After a full nine hours on the hill, we arrived back at the car, jemmied it out of its space and set off back to Roy Bridge. We turned in that night fully intending to set sail the next morning on the first tide, but when the time came, we once again found ourselves becalmed in the breakfast doldrums. Jane, who had to get back for work, had very kindly arranged a lift back to Cheshire so that we could keep the car. Leaving her for a last walk by Ben Nevis, we pressed on to the Corran ferry and Garbh Bheinn of Ardgour. Our intention was to climb the Great Ridge, some 1000 feet of severe climbing, on a vast, remote and relatively unfrequented crag. Pinnacle Ridge, a highly recommended moderate scramble, might have been the better option, but Nigel had done it before and relished the greater challenge.

By the time we set off up Coire nan Iubhair, it was already hopelessly late. Nor was our timetable improved by my having to rush back to fetch the map we'd blitheringly left behind. After an hour or so of walking up alongside the Abhainn Coire an Iubhair, we crossed the river and headed up the steep corrie beneath the intimidating bulk of the crags of Garbh Bheinn. They were enormous in a rather blunt and unsubtle way. It was heavy going with all the climbing gear. Near a subterranean dribble of water we stopped for a late lunch before turning our attention to the climb. We'd left the guide-book behind to save weight on the rash assumption that the start of the definitive ridge climb on the mountain would be self-evident. Far from it. We spent an age trying to match our memory of the description to the typography of the rock in front of us. Nigel finally identified what he thought "had to be" the line, roped up and tentatively set off. In his (our) youth, Nigel was one of the boldest and most confident leaders I had ever come across. Fortunately perhaps, he has grown a lot more circumspect with the years. Now he seemed to take an eternity to place his protection, before easing up a couple of feet, still unsure of the route, worried about the dampness of the vegetated crack, concerned at the absence of any trace of a previous passage. More nervous placement of nuts, more unconvinced peerings upwards, a couple of moves, possibly, maybe, but... This was taking far too long. It was already past four in the afternoon and we hadn't even managed the first pitch. If we continued at this pace, despite the long days of May, we would be finishing in the dark. That decided it. Nigel climbed back down. We packed up the gear and flogged up the rest of the Garbh Choire Mor and on to the top of Garbh Bheinn at 885 meters.

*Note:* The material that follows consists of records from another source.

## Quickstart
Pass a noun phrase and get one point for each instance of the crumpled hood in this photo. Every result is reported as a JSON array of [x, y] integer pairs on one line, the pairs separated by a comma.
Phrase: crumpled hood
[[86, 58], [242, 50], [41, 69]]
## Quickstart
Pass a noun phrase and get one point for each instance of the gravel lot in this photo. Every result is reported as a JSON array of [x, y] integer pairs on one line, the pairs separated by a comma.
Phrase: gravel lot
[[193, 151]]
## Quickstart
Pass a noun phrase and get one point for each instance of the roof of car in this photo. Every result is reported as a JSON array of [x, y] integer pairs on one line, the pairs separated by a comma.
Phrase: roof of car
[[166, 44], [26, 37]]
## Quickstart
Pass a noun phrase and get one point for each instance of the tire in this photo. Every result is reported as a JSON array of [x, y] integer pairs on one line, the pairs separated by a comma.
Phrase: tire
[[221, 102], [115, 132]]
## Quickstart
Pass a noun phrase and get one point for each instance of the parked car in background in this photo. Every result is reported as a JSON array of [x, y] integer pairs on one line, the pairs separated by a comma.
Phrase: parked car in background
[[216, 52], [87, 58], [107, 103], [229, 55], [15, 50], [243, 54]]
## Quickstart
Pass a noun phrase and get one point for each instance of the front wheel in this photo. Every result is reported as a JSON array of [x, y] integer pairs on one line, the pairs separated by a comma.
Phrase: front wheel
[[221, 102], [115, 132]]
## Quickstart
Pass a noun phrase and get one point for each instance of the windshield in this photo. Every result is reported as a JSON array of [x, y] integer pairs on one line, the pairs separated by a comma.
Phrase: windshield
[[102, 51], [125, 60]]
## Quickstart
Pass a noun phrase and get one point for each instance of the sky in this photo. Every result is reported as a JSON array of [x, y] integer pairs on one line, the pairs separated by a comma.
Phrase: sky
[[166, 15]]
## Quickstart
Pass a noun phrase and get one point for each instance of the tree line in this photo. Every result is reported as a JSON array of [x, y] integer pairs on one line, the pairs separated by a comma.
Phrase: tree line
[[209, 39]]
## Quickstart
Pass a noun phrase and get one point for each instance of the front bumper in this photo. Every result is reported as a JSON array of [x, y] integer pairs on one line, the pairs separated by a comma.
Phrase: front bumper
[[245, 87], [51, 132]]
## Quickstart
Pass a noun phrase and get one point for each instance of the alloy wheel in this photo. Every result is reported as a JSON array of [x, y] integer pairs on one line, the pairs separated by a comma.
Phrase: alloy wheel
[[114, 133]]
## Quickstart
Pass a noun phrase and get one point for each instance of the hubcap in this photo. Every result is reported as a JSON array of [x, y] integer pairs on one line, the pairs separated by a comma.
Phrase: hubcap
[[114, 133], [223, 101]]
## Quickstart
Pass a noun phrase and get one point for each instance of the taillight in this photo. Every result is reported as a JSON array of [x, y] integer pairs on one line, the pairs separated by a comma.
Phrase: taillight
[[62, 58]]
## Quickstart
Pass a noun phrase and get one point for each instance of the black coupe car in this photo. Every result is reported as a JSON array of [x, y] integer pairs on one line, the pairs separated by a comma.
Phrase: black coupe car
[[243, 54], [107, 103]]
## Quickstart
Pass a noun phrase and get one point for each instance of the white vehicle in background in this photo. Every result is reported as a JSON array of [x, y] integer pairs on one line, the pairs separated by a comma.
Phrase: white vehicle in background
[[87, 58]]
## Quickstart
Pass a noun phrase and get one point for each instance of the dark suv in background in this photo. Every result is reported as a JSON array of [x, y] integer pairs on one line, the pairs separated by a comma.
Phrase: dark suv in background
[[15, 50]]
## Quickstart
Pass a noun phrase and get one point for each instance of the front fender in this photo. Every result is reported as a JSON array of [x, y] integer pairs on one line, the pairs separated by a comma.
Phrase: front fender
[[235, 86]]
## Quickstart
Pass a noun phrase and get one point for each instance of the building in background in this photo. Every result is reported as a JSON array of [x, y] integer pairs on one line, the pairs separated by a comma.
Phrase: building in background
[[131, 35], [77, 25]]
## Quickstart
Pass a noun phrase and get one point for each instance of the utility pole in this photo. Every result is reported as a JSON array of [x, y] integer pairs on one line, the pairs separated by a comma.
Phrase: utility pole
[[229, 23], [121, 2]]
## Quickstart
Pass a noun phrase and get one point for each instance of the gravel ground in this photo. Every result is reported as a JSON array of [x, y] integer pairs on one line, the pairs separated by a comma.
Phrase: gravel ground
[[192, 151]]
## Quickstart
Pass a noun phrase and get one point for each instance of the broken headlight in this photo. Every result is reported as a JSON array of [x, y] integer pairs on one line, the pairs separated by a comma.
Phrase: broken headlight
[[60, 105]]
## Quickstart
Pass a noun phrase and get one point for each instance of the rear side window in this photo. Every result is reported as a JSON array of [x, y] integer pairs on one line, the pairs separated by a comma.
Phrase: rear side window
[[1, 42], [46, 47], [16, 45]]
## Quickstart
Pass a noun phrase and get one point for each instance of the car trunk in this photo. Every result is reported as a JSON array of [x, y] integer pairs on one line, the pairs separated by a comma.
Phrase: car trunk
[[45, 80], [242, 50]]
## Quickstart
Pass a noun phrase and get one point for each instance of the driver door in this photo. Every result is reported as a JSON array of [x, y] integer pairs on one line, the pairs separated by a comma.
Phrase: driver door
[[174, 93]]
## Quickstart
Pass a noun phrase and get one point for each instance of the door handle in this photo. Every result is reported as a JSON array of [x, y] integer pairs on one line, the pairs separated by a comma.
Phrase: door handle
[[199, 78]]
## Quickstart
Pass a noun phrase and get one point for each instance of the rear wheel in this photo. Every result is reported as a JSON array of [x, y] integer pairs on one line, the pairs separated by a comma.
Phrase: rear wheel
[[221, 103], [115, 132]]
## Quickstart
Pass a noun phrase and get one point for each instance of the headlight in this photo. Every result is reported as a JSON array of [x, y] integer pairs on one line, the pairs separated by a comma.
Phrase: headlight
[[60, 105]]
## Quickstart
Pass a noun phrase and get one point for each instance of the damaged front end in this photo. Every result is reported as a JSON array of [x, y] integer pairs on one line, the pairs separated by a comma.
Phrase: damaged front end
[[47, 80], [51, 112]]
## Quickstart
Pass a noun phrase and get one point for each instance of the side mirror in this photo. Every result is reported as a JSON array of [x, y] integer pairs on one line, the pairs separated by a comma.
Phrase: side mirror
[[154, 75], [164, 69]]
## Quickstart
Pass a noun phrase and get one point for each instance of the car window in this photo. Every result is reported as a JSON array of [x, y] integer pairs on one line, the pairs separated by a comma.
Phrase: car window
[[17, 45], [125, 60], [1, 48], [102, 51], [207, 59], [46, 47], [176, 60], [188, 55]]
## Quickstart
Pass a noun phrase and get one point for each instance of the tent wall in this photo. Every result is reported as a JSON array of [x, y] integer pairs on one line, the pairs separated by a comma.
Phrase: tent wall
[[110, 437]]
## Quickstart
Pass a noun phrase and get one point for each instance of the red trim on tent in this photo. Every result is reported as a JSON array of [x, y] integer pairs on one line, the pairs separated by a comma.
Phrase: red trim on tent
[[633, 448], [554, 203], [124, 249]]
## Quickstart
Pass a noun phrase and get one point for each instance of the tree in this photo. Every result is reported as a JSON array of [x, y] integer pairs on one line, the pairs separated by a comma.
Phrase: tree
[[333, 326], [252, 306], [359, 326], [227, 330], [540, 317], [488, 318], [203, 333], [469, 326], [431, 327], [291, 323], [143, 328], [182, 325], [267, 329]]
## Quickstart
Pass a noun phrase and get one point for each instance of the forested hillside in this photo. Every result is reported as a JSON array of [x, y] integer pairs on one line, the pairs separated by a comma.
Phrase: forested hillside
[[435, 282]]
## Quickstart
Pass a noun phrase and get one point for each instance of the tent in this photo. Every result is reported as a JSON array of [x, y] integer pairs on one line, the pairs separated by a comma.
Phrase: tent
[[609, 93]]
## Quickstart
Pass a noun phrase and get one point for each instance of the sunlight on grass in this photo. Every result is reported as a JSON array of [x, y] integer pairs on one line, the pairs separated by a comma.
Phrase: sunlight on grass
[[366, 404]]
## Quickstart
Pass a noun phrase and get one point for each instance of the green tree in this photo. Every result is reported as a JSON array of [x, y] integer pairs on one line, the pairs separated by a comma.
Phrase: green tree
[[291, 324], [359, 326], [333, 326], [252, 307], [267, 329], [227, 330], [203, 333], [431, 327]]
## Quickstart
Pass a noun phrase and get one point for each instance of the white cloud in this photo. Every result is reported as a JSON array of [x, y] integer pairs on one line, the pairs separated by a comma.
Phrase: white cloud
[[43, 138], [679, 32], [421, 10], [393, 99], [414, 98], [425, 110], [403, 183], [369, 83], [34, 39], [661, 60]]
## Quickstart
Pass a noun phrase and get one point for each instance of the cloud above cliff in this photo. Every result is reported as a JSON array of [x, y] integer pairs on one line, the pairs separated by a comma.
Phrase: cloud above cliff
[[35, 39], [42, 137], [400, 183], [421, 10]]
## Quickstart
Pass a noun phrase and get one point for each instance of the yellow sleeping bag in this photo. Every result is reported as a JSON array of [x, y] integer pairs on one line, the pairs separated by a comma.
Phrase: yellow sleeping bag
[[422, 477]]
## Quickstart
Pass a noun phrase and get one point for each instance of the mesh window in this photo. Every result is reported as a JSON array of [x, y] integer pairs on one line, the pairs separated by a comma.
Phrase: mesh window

View over Loch Linnhe from Garbh Bheinn

We loitered on and around the summit, watching as the play of the clouds and the late afternoon light somehow caused the whole landscape to radiate with an inner glow. Something in us warmed in instinctive sympathy, a state of psychic relaxation beyond mere physical tiredness permitted the beginnings of a new opening. The mountains and lochs of the West of Scotland seemed to extend for ever and ever: the vast sweep of Loch Linnhe to the east, the perfect cone of Sgurr Dhomhnuill to the north. To the west, the distinctive profiles of the isles of Rhum and Eigg shone purple and red, while the long tongue of Loch Sunart filled with liquid gold. Drinking in these impressions of beauty beyond words, an inward innocence was nourished, despite ourselves.

What is the purpose of human life? To "collect" experience like bubble-gum cards? Rather, it seems that our task is to consciously reconcile the two dimensions of time in which we live, move and have our being - ordinary passing time and the eternal present. Sometimes mountains can reveal to the heart what the mind cannot comprehend.